Consagra-se nisto o dever administrativo de manter plena transparência em seus comportamentos. Não pode haver em um Estado Democrático de Direito, no qual o poder reside no povo (art. 1º, parágrafo único, da Constituição), ocultamento aos administrados dos assuntos que a todos interessam, e muito menos em relação aos sujeitos individualmente afetados por alguma medida. (MELLO, 2003, p.104)
Este princípio tem a sua importância para este trabalho por demonstrar que apesar de permitido pela LA, durante uma arbitragem a administração pública não poderá valer-se dessa possibilidade, pois incorrerá em inconstitucionalidade. Tal ponto é um dos poucos onde a questão jaz pacificada, uma vez que mesmo os defensores da aplicação da Arbitragem de forma irrestrita pela administração pública concordam que o uso dessa ferramenta da arbitragem é impossível para a administração pública.
3.3 Princípio da Eficiência
Segundo Hely Lopes Meirelles (2003 apud DI PIETRO, 2012) a eficiência é um dever da Administração Pública, é aquilo que faz com que todo agente público realize suas atribuições com presteza, perfeição e rendimento funcional, sendo o mais moderno princípio da função administrativa.
Segundo Maria Sylvia Zanella Di Pietro (2012) o princípio da eficiência possui dois aspectos, o modo de atuação do agente público, de quem se espera o melhor desempenho possível de suas atribuições, e o modo de organizar, estruturar e disciplinar a administração pública, que também deve buscar os melhores resultados na prestação do serviço público
Tal princípio foi inserido na norma constitucional (em modificação ao Art. 37) pela reforma promovida pela Emenda Constitucional nº 19, de 04 de junho de 1998.
Os doutrinadores como um todo, e especialmente autores mais antigos, como Celso Antônio Bandeira de Mello, viram esse princípio com um certo desdém, como se não fosse mais do que mero reforço da legalidade, que já estava na Constituição antes dessa reforma (MELLO, 2003).

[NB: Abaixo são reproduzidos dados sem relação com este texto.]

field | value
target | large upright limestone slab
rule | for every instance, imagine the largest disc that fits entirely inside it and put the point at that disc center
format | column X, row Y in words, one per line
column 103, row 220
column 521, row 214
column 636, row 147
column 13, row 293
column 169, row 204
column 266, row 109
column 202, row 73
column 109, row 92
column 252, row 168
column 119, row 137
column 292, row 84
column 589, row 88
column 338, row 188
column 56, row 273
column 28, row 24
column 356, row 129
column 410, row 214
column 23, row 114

Causou uma revolução na Administração Pública, pois foi marco que tornou possível aos gestores, e também ao povo, cobrar que a administração, além de seguir as leis, também fosse eficiente, ou seja, acabou o reinado da ineficiência Estatal, daquela visão caricata do funcionário público (e da administração como um todo). Vejam a visão de José dos Santos Carvalho Filho:
A inclusão do princípio, que passou a ser expresso na Constituição, suscitou numerosas e acerbas críticas por parte de alguns estudiosos. Uma delas consiste na imprecisão do termo. Ou seja: quando se pode dizer que a atividade administrativa é eficiente ou não? Por outro lado, afirma-se ainda, de nada adianta a referência expressa na Constituição se não houver por parte da Administração a efetiva intenção de melhorar a gestão da coisa pública e dos interesses da sociedade. Com efeito, nenhm órgão público se tornará eficiente por ter sido a eficiência qualificada como princípio na constituição. O que precisa mudar, isto sim, é a mentalidade dos governantes; o que precisa haver é a busca dos reais interesses da coletividade e o afastamento dos interesses pessoais dos administradores públicos. Somente assim se poderá falar em eficiência. (CARVALHO FILHO, 2013, p.30)
Porém, a partir dessa Emenda Constitucional surgiram modificações profundas na gestão pública como um todo. Palavras como “metas” e “produtividade”, tão comuns na iniciativa privada, começaram a fazer parte também da gestão pública, e os servidores e empregados públicos começaram a ser cobrados também por esses indicadores. E não tornou possível apenas à administração cobrar dos seus próprios servidores e empregados, mas também para o povo cobrar atitudes de eficiência por parte dessa administração e, assim como atitudes de melhora na própria gestão diária do Estado, o povo tem o direito de cobrar ações eficientes em todos os âmbitos, inclusive a solução de conflitos.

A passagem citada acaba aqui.